Waitgroups in Standard ML

(* This is the function we'll run in every thread. *)
fun worker id =
    let
        val _ = print ("Worker " ^ Int.toString id ^ " starting\n")
        (* Sleep to simulate an expensive task. *)
        val _ = OS.Process.sleep (Time.fromSeconds 1)
        val _ = print ("Worker " ^ Int.toString id ^ " done\n")
    in
        ()
    end

(* Main function *)
fun main () =
    let
        (* This list will hold our threads *)
        val threads = ref []
        
        (* Launch several threads *)
        val _ = List.tabulate (5, fn i =>
            let
                val t = Thread.create (fn () => worker (i+1))
            in
                threads := t :: !threads
            end)
        
        (* Wait for all threads to finish *)
        val _ = List.app Thread.join (!threads)
    in
        ()
    end

(* Run the main function *)
val _ = main ()

This Standard ML code demonstrates a similar concept to the original Go code, using threads instead of goroutines. Here’s an explanation of the key parts:

  1. The worker function is defined to simulate some work. It prints a message when starting and finishing, with a 1-second sleep in between.

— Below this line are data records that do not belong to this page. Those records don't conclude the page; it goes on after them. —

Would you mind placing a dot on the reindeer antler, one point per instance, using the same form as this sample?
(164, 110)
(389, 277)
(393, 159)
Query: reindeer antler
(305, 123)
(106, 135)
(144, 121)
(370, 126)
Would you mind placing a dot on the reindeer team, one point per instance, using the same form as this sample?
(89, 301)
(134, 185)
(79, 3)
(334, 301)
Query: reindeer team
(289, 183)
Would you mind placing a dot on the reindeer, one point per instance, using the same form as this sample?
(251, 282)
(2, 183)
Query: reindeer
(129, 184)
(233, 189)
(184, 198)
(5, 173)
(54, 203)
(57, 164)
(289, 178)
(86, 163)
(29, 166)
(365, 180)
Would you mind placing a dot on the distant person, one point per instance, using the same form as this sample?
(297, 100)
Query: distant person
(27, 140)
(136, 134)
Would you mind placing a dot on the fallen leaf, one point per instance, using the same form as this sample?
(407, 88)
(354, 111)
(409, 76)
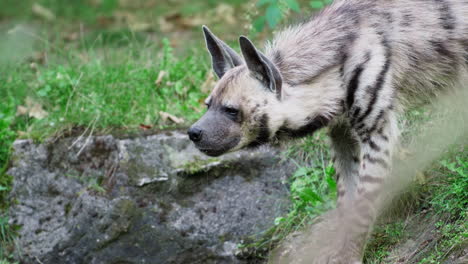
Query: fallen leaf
(166, 116)
(209, 83)
(160, 77)
(32, 109)
(225, 12)
(176, 21)
(43, 12)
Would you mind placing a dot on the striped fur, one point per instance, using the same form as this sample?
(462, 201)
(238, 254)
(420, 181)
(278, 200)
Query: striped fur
(353, 67)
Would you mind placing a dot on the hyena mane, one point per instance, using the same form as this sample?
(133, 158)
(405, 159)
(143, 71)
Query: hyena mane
(352, 67)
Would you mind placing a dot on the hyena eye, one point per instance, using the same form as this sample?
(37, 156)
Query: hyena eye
(233, 112)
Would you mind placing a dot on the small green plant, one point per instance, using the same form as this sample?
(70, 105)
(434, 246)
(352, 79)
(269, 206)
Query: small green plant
(384, 239)
(312, 192)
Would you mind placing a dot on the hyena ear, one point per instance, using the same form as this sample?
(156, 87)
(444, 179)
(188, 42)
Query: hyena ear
(223, 57)
(262, 68)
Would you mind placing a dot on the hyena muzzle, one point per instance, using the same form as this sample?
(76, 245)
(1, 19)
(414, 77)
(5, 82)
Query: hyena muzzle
(353, 68)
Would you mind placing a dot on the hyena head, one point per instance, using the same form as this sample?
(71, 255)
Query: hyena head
(238, 105)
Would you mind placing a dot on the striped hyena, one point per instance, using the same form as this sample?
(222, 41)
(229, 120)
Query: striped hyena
(353, 68)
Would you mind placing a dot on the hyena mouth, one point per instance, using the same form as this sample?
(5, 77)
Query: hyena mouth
(212, 152)
(215, 150)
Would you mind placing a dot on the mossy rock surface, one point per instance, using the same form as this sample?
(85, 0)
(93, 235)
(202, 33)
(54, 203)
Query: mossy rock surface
(149, 199)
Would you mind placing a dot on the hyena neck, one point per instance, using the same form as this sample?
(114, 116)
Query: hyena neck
(310, 58)
(303, 109)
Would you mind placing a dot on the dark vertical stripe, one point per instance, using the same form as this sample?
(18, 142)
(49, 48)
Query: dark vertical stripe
(263, 135)
(379, 83)
(354, 81)
(447, 18)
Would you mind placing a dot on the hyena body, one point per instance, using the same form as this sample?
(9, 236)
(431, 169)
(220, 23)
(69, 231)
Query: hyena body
(353, 67)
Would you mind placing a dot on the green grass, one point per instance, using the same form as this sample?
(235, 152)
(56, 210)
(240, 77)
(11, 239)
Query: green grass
(312, 192)
(442, 197)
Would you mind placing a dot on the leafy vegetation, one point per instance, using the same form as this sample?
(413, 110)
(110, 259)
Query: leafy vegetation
(313, 192)
(276, 10)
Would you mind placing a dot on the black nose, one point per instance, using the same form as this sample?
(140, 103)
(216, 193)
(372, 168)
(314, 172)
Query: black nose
(195, 134)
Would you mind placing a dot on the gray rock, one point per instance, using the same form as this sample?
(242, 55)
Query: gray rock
(152, 199)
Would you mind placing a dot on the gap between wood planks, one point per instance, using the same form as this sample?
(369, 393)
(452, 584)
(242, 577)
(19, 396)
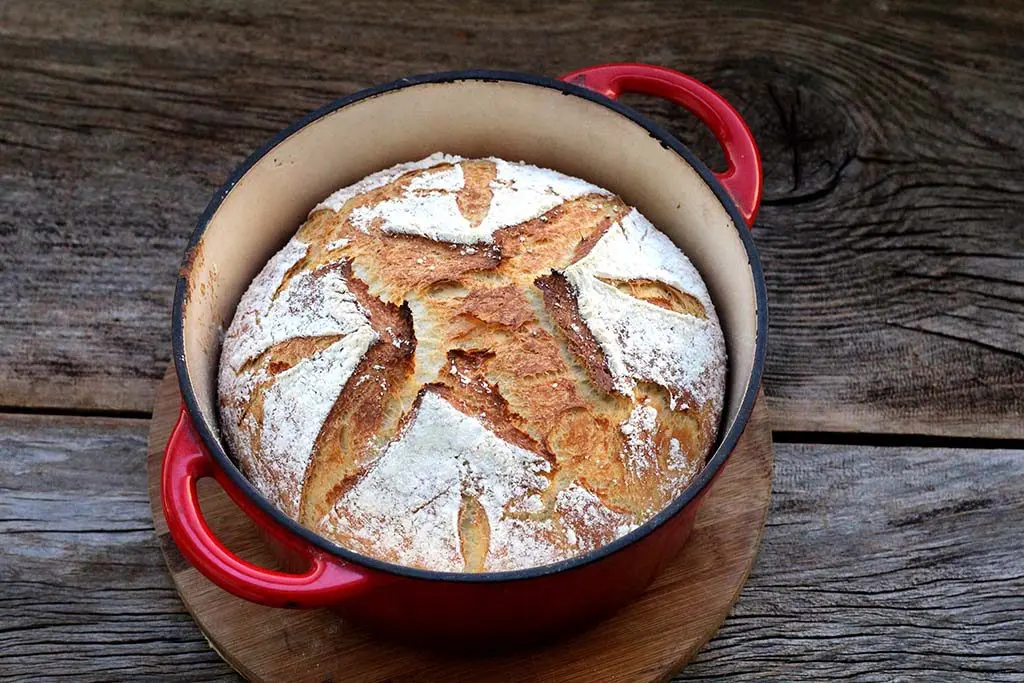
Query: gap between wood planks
(779, 436)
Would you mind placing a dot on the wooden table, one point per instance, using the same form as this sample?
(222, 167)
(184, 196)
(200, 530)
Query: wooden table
(892, 239)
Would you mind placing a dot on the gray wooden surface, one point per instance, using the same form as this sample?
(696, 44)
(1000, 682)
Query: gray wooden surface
(893, 143)
(877, 563)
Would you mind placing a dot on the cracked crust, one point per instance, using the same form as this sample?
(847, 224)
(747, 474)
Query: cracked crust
(529, 453)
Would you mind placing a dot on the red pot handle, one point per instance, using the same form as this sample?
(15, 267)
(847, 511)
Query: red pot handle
(326, 582)
(742, 179)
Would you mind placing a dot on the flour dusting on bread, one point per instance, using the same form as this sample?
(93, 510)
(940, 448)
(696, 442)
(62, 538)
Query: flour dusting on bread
(560, 380)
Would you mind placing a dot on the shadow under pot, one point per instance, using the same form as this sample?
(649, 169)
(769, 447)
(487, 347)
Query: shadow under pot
(574, 126)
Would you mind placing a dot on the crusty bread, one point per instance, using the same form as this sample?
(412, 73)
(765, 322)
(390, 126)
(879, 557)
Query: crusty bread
(473, 366)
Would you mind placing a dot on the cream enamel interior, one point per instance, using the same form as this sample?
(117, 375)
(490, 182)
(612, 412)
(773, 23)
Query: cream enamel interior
(472, 118)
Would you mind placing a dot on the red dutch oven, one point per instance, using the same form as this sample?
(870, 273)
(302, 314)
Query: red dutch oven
(573, 125)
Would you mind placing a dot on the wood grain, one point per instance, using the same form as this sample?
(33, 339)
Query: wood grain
(649, 640)
(876, 564)
(892, 139)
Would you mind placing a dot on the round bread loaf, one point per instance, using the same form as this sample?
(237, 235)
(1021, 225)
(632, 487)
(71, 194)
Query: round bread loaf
(473, 366)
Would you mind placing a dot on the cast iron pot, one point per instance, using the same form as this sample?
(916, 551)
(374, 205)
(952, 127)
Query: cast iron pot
(573, 125)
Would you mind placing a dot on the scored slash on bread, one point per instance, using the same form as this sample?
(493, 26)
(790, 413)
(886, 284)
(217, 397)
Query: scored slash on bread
(472, 365)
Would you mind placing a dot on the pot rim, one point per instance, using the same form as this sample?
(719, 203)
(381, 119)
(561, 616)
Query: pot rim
(726, 443)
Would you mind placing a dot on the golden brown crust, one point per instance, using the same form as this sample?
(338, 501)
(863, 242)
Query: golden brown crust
(503, 330)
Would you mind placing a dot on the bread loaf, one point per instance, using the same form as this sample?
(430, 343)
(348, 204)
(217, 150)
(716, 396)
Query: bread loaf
(473, 366)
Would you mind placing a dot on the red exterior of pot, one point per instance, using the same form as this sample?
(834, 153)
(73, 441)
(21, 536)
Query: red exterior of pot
(435, 606)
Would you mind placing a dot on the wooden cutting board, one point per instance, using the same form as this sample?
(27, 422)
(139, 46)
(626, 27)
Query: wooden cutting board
(649, 640)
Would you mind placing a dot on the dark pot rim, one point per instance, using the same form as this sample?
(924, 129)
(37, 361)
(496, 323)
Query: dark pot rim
(726, 443)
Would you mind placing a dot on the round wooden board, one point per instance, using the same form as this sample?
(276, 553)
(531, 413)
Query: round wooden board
(650, 640)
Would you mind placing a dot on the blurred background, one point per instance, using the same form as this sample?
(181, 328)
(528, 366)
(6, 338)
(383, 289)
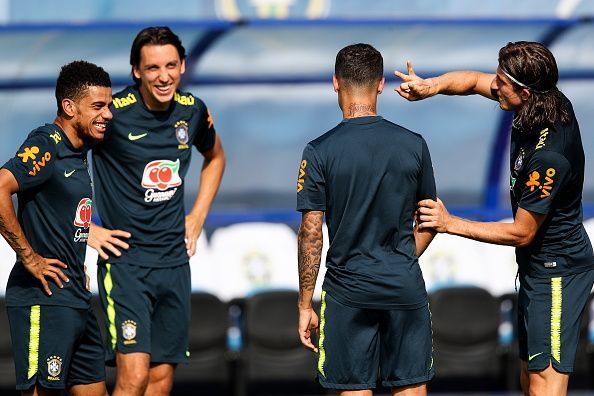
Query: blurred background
(264, 68)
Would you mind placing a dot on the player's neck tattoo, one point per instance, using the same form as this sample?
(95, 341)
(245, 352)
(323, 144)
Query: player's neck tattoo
(361, 110)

  2. In the main function, we create a list to hold our threads.

  3. We use List.tabulate to create 5 threads, each running the worker function with a unique ID.

  4. Each thread is added to our list of threads.

  5. After creating all threads, we use List.app Thread.join to wait for all threads to finish.

  6. Finally, we call the main function to run our program.

Note that Standard ML doesn’t have a direct equivalent to Go’s WaitGroup. Instead, we’re manually keeping track of our threads and joining them at the end. Also, Standard ML’s concurrency model is different from Go’s, so this example uses threads which are more similar to traditional operating system threads.

When you run this program, you’ll see output similar to this:

$ sml threadgroups.sml
Worker 1 starting
Worker 2 starting
Worker 3 starting
Worker 4 starting
Worker 5 starting
Worker 1 done
Worker 2 done
Worker 3 done
Worker 4 done
Worker 5 done

The order of workers starting up and finishing is likely to be different for each invocation, just like in the original example.

Note that error handling in this Standard ML version is implicit. If any exceptions occur in the threads, they will be propagated when the thread is joined. For more advanced error handling, you might need to implement your own error propagation mechanism.